Cada cinco o 6 días, Aída Robledo tomaba sigilosa el auricular. “Yo intentaba llamarlo en el día, antes de los bombardeos… era una situación muy complicada, lloraba mucho…el me narraba todos los detalles de la guerra, inclusive en muchas ocasiones, me contaba que no se metía a los refugios, pues prefería grabar con su cámara de video, desde la azotea, los bombardeos y comprobar con sus propios ojos cómo Belgrado se iba consumiendo poco a poco”.

El reencuentro

Fue un año y medio de incertidumbre, separación y narraciones telefónicas en las que el serbio le narraba la evolución del conflicto. Dos o tres meses antes de la culminación de los bombardeos, Valsvko fue trasladado a Jordania por cuestiones laborales. De repente, ella compró un tiquete, tomó el primer avión con destino al medio oriente, se encontró de nuevo con su novio y decidieron conformar un hogar. A los meses, en Serbia un levantamiento popular congregado en la plaza adyacente al Congreso, derrocaba a Milosevic, despojándolo de once años de infame gobierno. Asimismo el Parlamento también era disuelto.
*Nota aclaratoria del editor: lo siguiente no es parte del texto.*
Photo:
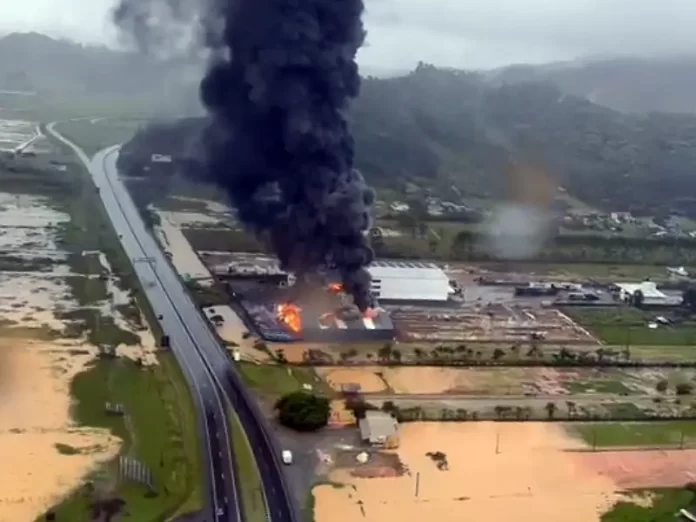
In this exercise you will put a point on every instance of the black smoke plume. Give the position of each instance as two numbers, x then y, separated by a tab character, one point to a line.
281	76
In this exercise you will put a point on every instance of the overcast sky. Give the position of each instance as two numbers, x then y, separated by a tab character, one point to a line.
460	33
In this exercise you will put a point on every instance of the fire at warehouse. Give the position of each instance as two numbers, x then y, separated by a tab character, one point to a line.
315	309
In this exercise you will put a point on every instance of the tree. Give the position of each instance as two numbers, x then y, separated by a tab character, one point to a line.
662	385
689	298
303	411
550	409
385	352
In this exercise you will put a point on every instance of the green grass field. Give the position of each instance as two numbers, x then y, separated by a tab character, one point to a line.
615	434
160	424
156	431
93	135
666	503
627	326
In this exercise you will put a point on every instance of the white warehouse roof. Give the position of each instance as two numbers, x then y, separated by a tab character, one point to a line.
409	281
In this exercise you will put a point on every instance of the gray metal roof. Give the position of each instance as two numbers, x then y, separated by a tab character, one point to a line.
406	270
377	426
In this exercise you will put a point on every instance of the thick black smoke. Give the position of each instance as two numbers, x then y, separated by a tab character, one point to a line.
277	92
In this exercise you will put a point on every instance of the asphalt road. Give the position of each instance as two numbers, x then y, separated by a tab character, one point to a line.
221	502
280	503
278	497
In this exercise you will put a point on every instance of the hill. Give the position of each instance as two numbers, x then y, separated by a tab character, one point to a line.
443	128
624	84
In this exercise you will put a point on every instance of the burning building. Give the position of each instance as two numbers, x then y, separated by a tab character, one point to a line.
333	318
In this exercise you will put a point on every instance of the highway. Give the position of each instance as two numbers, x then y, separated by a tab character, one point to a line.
279	500
221	503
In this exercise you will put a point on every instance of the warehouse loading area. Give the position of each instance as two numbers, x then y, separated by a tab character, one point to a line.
439	307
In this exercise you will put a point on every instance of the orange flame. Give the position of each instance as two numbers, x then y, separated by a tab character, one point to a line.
289	314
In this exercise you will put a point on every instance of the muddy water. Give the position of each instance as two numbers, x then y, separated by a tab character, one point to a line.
530	477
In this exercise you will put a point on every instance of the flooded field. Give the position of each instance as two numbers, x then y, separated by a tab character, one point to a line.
39	358
532	477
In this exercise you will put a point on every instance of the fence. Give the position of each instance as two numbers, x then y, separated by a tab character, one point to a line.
135	471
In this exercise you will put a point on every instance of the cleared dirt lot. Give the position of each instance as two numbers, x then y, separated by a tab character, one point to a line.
530	478
631	469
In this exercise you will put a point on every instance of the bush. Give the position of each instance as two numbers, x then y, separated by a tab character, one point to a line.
662	385
303	411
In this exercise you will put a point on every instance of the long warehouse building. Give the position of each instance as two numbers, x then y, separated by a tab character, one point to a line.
399	281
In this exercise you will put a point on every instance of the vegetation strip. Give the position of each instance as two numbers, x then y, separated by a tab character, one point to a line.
155	399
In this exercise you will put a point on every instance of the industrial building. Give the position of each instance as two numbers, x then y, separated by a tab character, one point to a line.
398	281
651	294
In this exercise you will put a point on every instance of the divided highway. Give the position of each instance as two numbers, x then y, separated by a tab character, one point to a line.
221	503
280	503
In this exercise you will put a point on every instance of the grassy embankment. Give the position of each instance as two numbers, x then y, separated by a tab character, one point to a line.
664	505
159	427
628	326
639	434
94	135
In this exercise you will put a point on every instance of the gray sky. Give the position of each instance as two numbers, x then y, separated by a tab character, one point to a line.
460	33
Una vez terminado el contrato en Jordania, se establecieron de nuevo en Belgrado y comenzaron a forjar un hogar. Aída está felizmente casada, es una profesora reconocida de español en el Instituto Cervantes y ha cosechado una buena amistad con algunas mujeres peruanas que viajaron igual que ella desde América Latina, para conformar un hogar en la Perla de los Balcanes. Aída ha sido testigo de una recuperación significativa en suelo serbio: el país ya goza de una nueva infraestructura en el sector rural y urbano, los muchachos reciben educación gratis hasta la universidad y la gente sigue luchando como titanes ante las dificultades económicas de la actual crisis mundial. Robledo ha sido una testigo fidedigna de algunos cambios políticos como las independencias de Montenegro y Kosovo. Le tocó vivir el clima de estupor frente al asesinato de Zoran Djindjic, primer presidente democrático del país. “La gente es indiferente frente a la política, frente a temas espinosos como la separación de Kosovo…la gente quedó hastiada de guerras y corrupción… lo que la gente quiere es seguir con sus vidas, vivir y dejar vivir”.